The Chairman of the Commission for Agricultural Costs and Prices, Dr Ashok Gulati, has recently called for involving private players in official crop procurement operations. He has a point. Everybody knows how ineffective and skewed the current minimum support price (MSP) mechanism is, being essentially confined to wheat and paddy. Even within that, more than half the rice for the Central pool is procured from Punjab and Andhra Pradesh, which account for hardly a quarter of the country's total output. The imbalance is even more in wheat, where roughly 70 per cent of government purchases are from Punjab and Haryana. In all other crops and regions, there are no agencies to enforce MSPs that exist largely in name. Farmers are, hence, often at the mercy of traders during harvest time, with no means to stagger sales of their crop. Restricting the MSP's effective scope to fine cereals also disincentivises cultivation of less water-intensive oilseeds, pulses, cotton or maize, the production of which are, moreover, not keeping pace with rising incomes and diversification of food baskets. Indeed, there is nothing more perverse than Punjab farmers mining already depleted groundwater reserves to grow paddy. But, then, they are only responding rationally to a system that has no Food Corporation of India (FCI) to pay MSP for arhar or sunflower.

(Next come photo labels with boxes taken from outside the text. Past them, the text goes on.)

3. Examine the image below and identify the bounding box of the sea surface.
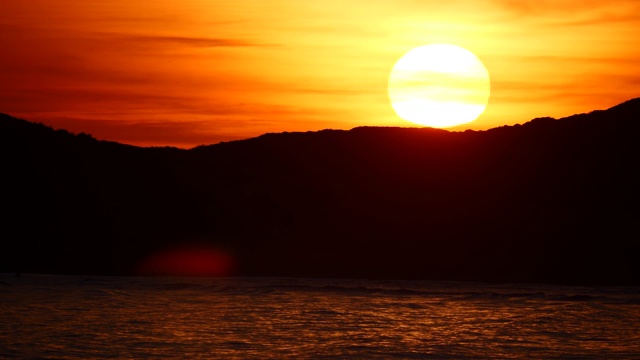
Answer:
[0,274,640,359]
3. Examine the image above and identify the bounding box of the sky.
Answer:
[0,0,640,148]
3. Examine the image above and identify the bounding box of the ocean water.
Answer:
[0,274,640,359]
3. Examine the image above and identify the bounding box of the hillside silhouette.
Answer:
[0,98,640,285]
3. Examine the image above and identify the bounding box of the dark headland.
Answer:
[0,98,640,285]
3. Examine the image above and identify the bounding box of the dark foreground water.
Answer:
[0,275,640,359]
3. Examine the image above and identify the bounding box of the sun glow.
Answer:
[388,44,490,128]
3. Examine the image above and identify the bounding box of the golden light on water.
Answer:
[388,44,490,128]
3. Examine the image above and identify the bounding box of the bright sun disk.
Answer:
[388,44,490,128]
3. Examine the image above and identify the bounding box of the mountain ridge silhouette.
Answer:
[0,98,640,285]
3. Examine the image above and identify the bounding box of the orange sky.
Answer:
[0,0,640,148]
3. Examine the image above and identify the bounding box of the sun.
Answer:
[388,44,491,128]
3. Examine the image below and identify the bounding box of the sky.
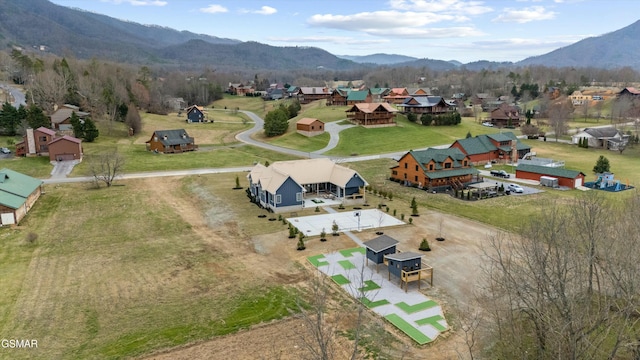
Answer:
[50,0,640,63]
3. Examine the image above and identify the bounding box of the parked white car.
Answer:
[507,184,524,194]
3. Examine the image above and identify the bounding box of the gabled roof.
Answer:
[402,96,456,107]
[147,129,194,146]
[51,104,89,124]
[347,90,369,101]
[584,126,620,138]
[362,235,399,252]
[456,131,531,155]
[296,118,322,125]
[346,103,398,113]
[35,126,56,136]
[249,158,366,193]
[0,168,43,209]
[47,135,82,145]
[516,164,585,179]
[387,251,422,261]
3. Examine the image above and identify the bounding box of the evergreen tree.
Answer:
[264,108,289,137]
[0,102,20,136]
[69,111,84,139]
[593,155,610,174]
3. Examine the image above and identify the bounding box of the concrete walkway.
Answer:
[307,246,449,345]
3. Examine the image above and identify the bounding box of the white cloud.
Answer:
[200,4,229,14]
[102,0,168,6]
[492,6,556,24]
[389,0,493,15]
[254,6,278,15]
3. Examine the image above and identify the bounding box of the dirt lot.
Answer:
[141,179,496,359]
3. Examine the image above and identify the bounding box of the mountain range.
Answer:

That raises a question: Do we really believe only an FCI or a National Agricultural Cooperative Marketing Federation of India (Nafed) can deliver MSP to farmers? Why can't the Centre also assign the task to private players which are already buying and selling farm produce for meeting their branded product requirements or for proprietary trading purposes? There is no reason for not roping them into the business of buying on Government account, as Dr Gulati has argued in an interview to this newspaper. As Deng Xiaoping said, the colour of the cat matters little so long as it catches the mice. And in the case of MSP, one can expect private corporates — having greater procedural flexibility and no legacy of excess manpower — to do at least a more cost-effective job.

Allowing the private sector to procure crops on behalf of the Government presents a potentially large revenue opportunity for agri-business corporates. Ideally, it should help throw up new players in this space similar to the fresh lot of contractors spawned by the National Highways Development Project or the Delhi Metro. But what a viable public private partnership model in official MSP operations can do, above all, is to stimulate the creation of much-needed backend agricultural marketing infrastructure. This is more pertinent to crops and regions where MSPs are just a mirage. Dr Gulati's idea is certainly worth debating — and implementing.